Xavier Lardoux : "Notre politique cinématographique s’est adaptée à chaque évolution des technologies"

Xavier Lardoux : "Notre politique cinématographique s’est adaptée à chaque évolution des technologies"

L’essor des plateformes de streaming vidéo fait-il de l’ombre au secteur du cinéma français ? Comment notre politique culturelle s’est-elle adaptée aux nouvelles technologies et aux nouveaux usages ? Xavier Lardoux directeur du cinéma et de l’audiovisuel au CNC, maître de conférences à Sciences Po, nous livre son analyse.

Propos recueillis par Bernard El Ghoul et Maïna Marjany

Votre passion pour le septième art aurait débuté pendant vos études à Sciences Po… Racontez-nous !

Xavier Lardoux. (Crédits UniFrance Films)

Xavier Lardoux. (Crédits UniFrance Films)

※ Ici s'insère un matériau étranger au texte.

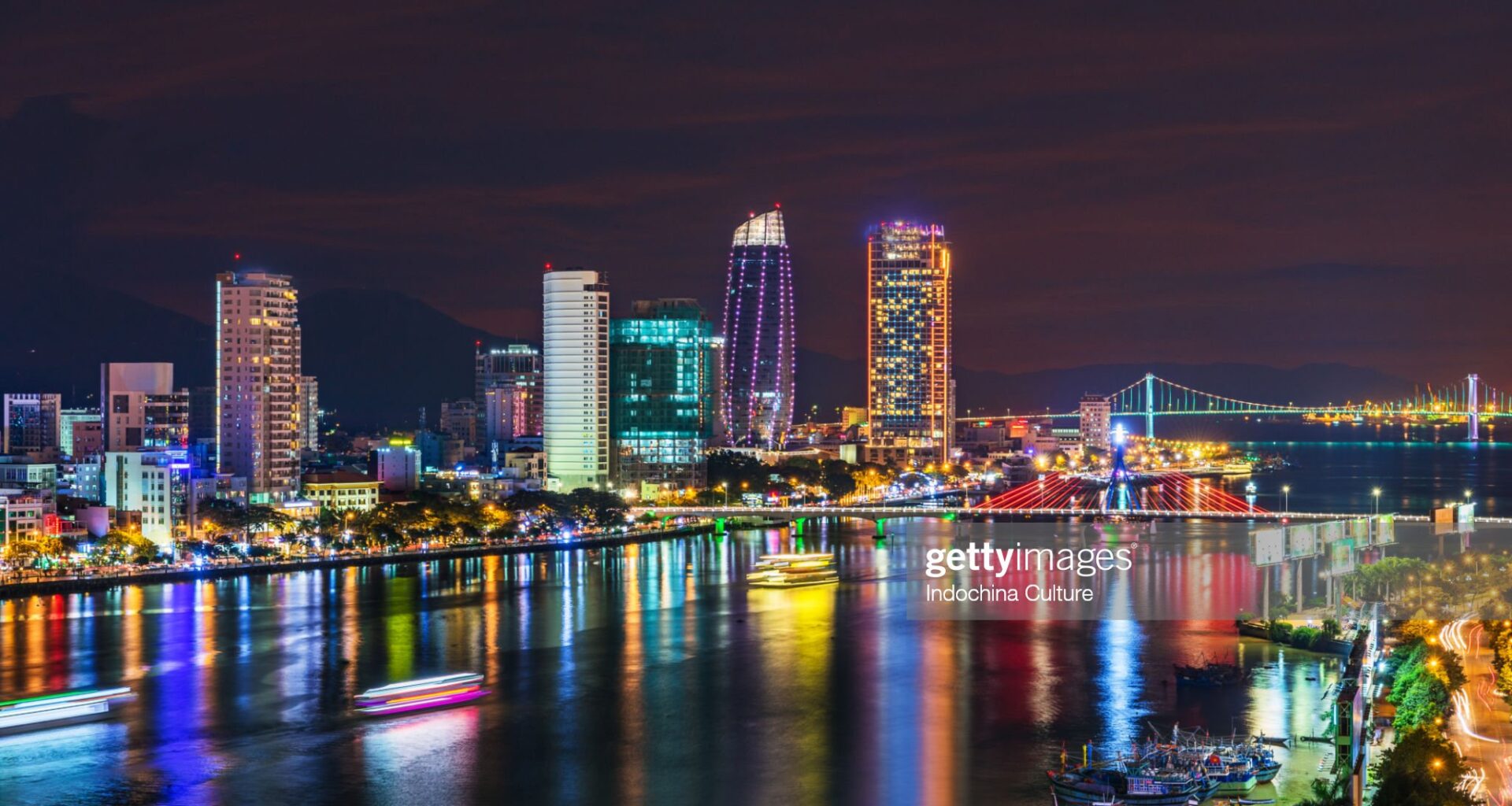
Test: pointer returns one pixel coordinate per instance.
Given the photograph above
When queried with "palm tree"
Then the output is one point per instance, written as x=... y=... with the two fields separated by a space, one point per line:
x=1326 y=793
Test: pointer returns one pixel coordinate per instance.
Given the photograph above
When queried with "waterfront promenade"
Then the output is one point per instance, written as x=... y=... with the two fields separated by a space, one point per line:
x=41 y=582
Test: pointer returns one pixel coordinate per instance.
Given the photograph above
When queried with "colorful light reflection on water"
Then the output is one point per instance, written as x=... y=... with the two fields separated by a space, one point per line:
x=640 y=673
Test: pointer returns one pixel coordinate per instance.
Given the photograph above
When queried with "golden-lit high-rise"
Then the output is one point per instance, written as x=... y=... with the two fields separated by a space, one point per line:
x=910 y=392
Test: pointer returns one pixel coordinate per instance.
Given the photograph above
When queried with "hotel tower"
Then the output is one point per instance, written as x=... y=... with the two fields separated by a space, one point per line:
x=261 y=422
x=759 y=335
x=910 y=392
x=575 y=356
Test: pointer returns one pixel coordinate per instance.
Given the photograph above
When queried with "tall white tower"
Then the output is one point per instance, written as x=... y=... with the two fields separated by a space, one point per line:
x=575 y=351
x=258 y=366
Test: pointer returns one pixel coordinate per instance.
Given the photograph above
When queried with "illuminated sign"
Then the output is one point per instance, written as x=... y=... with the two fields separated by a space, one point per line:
x=1269 y=546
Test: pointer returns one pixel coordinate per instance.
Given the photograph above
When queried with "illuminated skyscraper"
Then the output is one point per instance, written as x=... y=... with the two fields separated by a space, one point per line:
x=575 y=351
x=759 y=335
x=258 y=360
x=510 y=377
x=662 y=383
x=910 y=392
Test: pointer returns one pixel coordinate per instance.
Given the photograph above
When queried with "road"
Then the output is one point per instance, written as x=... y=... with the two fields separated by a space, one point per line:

Ma cinéphilie s’est en effet développée pendant ma scolarité à Sciences Po, compliquant quelque peu cette dernière : quand vous allez au cinéma parfois jusqu’à deux fois par jour, suivre des études exigeantes devient délicat ! J’ai beaucoup profité des cinémas du quartier, en particulier de L’Arlequin, rue de Rennes, mais aussi des salles du Quartier latin. Je dois cependant avouer que c’est un enseignement d’ouverture intitulé « Pratiques et politiques culturelles en France » qui m’a fait comprendre qu’il pouvait y avoir un lien entre Sciences Po et cette passion naissante pour la culture en général et le cinéma en particulier. Maryvonne de Saint-Pulgent, alors directrice du Patrimoine au ministère de la Culture, et Georges Liébert, directeur de collection chez Gallimard, qui assuraient ce cours, y faisaient également intervenir des invités extérieurs : le directeur du musée d’Orsay, de l’Opéra de Paris, des écrivains, mais aussi des journalistes et des cinéastes. Ces rencontres ont été une révélation.  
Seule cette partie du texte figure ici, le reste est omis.